Why does the residue of our time here have to take the form of some radical audacity or confidence? Why not radical empathy? A desire to understand — not enrage — each other as best as we can.

Playing devil’s advocate — toying with the “facts” of history to inflammatory ends — makes no good faith attempt to understand the world around us. It does not honor “civility,” it does not honor “discourse;” it makes a game of it, it treats it like a game of MindFlex.

You don’t remember the board game, MindFlex? Let me fill you in.

MindFlex was a board game that channeled your brain waves through a headset to move a metal ball through an obstacle course. When it was released, there was a lot of debate over whether the game actually measured your brainwaves, whether the player was actually in control. Whether you know it or not, you’re playing it right now. You say a lot of things; you do a whole lot of things that you won’t even remember tomorrow. Are you in control, or is it all just some sort of implicated illusion?

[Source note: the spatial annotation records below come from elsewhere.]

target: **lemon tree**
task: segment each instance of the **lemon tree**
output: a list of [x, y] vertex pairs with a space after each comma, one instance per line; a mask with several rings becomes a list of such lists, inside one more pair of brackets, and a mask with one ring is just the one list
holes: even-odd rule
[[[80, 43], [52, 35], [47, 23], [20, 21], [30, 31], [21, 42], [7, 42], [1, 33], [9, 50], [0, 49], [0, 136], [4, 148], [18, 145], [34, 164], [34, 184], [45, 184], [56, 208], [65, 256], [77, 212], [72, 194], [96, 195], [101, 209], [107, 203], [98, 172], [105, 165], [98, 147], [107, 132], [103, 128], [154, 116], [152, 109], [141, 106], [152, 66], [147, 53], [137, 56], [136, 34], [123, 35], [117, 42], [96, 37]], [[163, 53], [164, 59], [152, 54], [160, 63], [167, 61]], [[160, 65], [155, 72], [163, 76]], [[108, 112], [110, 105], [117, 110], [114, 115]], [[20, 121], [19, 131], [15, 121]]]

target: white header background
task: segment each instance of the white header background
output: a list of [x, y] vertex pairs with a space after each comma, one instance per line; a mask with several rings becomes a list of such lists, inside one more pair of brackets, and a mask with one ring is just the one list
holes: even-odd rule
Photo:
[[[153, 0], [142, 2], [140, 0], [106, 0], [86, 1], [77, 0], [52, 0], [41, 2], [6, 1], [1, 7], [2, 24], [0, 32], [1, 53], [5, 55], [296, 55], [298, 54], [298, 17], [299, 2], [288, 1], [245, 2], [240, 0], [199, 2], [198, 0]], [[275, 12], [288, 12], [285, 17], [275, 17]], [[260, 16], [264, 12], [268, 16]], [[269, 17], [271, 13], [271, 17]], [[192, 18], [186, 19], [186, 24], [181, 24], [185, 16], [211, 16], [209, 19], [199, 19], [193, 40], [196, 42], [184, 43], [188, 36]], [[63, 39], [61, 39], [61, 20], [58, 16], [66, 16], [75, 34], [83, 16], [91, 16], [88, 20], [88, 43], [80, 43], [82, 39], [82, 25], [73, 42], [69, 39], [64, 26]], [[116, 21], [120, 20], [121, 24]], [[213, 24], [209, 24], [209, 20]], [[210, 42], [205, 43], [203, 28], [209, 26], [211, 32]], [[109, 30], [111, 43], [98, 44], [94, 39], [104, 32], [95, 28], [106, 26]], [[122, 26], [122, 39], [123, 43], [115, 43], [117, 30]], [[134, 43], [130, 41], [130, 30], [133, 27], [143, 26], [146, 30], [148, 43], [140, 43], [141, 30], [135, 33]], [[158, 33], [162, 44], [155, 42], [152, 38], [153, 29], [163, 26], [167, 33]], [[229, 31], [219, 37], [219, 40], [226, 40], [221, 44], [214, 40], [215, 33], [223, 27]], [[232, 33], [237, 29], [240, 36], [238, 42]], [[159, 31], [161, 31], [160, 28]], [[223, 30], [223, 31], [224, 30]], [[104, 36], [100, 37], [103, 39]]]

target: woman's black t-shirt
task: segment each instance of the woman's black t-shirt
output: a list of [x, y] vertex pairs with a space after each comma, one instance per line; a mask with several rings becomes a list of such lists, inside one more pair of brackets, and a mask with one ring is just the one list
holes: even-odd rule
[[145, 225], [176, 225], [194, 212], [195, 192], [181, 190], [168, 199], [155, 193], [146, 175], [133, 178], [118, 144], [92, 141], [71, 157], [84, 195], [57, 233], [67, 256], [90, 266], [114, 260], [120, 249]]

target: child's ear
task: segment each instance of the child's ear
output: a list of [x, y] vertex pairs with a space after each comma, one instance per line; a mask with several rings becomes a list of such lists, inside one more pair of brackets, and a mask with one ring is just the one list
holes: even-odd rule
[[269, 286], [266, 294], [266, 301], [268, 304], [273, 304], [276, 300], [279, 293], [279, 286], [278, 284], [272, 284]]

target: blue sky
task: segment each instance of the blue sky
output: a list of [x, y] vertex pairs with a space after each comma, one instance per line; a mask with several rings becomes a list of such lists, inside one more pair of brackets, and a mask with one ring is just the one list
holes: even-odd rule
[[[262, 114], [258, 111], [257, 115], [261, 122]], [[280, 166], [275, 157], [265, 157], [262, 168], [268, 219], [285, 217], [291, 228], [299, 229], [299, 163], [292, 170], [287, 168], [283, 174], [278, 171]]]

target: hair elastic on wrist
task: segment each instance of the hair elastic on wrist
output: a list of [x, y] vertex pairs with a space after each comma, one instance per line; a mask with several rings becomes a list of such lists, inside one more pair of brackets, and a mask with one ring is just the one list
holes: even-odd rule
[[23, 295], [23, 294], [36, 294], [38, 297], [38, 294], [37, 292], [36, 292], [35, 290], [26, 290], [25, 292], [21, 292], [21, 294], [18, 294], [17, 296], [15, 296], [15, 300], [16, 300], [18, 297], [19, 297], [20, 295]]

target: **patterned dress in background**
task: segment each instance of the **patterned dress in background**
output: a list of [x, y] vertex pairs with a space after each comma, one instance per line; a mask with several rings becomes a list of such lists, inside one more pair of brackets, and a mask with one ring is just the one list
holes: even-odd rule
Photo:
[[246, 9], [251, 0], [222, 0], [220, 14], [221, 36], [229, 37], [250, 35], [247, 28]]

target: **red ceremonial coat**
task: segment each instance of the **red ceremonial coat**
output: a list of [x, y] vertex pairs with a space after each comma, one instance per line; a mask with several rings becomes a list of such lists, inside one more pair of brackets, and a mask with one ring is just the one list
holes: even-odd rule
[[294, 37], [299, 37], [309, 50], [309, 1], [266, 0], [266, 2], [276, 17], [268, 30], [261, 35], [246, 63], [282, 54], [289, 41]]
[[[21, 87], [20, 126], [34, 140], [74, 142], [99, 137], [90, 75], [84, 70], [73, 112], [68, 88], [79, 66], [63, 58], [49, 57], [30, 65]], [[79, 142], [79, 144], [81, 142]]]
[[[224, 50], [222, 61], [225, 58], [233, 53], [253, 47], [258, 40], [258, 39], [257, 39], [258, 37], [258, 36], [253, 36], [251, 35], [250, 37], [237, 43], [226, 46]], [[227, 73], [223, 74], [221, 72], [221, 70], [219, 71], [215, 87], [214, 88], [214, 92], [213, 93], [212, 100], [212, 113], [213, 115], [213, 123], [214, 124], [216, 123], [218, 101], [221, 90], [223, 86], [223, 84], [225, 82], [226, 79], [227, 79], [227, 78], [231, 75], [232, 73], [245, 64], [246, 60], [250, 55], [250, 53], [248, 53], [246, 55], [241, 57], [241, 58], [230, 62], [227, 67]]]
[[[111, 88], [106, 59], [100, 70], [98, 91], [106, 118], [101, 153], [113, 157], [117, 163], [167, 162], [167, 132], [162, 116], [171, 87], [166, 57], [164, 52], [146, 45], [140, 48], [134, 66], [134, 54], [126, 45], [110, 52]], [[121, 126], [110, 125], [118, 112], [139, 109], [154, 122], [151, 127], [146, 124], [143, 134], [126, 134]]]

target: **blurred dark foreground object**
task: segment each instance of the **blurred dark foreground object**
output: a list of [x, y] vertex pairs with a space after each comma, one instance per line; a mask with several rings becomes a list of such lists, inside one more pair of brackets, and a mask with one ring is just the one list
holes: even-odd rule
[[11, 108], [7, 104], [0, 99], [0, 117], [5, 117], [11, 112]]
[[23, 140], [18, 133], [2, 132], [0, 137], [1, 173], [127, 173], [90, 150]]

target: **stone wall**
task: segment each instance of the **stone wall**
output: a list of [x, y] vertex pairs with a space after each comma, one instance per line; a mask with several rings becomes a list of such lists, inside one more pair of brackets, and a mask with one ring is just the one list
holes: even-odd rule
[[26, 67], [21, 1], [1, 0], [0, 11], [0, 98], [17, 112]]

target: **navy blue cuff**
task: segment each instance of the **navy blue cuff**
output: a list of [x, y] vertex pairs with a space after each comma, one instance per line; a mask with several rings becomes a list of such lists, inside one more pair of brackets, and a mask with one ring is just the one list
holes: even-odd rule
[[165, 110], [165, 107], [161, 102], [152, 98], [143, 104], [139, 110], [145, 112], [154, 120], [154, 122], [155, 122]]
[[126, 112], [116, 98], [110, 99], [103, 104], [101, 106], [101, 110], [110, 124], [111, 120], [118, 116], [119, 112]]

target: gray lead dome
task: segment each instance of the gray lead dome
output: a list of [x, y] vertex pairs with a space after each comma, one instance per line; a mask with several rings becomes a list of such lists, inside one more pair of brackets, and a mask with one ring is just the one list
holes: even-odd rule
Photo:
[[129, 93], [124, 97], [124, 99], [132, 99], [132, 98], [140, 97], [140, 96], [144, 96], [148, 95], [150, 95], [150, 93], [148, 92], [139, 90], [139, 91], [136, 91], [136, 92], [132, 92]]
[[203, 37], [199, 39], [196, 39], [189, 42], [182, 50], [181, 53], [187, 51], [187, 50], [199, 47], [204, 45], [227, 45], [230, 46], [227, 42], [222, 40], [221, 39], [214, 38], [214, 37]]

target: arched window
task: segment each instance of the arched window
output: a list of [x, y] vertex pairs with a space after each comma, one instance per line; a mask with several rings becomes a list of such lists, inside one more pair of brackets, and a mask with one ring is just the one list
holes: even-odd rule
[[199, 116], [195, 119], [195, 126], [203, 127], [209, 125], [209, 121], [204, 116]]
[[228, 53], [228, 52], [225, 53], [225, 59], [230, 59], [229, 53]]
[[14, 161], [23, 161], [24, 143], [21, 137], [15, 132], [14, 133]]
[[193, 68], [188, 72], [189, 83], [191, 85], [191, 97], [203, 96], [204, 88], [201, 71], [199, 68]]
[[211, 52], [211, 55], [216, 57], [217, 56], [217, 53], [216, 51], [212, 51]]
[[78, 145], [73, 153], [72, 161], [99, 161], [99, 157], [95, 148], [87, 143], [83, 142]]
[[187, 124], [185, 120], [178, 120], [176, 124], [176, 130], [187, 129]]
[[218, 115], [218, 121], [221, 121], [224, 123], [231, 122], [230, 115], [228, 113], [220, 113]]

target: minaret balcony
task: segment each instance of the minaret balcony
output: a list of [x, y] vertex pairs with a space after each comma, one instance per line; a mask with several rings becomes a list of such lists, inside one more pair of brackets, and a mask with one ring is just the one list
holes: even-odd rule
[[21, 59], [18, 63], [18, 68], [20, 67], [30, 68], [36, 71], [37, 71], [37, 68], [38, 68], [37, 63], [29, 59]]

The answer to that either/or is yes. For as much as we are empathetic, we love to judge, to essentialize and construct versions made of preconceived notions of each other. We construct our worlds via these narratives, these lenses and scripts that help us make sense of it all — even when they’re out of focus and feed us the wrong lines.

But this historical project of essentialization is one that has served as a conduit of oppression. To play devil’s advocate does not undo these legacies. It reaffirms them. To pretend that these histories don’t matter beyond a thought experiment, that past-and-present violence does not reverberate — if only to pretend — is to allow them to survive completely unnoticed, to reinforce their destructive capacity.

But what if the devil’s advocate is a straw man constructed of nothing other than expectation glued together with extrapolated experience, one that — for better or for worse — helps us understand the world around us and that which plagues it.

But, after all, straw men walk among us in their straw hats with their straw feet and straw hands. They’re irresistible to look at — they stand out. They argue in seminars, they make outlandish points, spewing straw spit from their straw lips. But, touch a straw man and their loose, fibrous skin soon comes apart. They fall to the ground, disintegrating before your very eyes.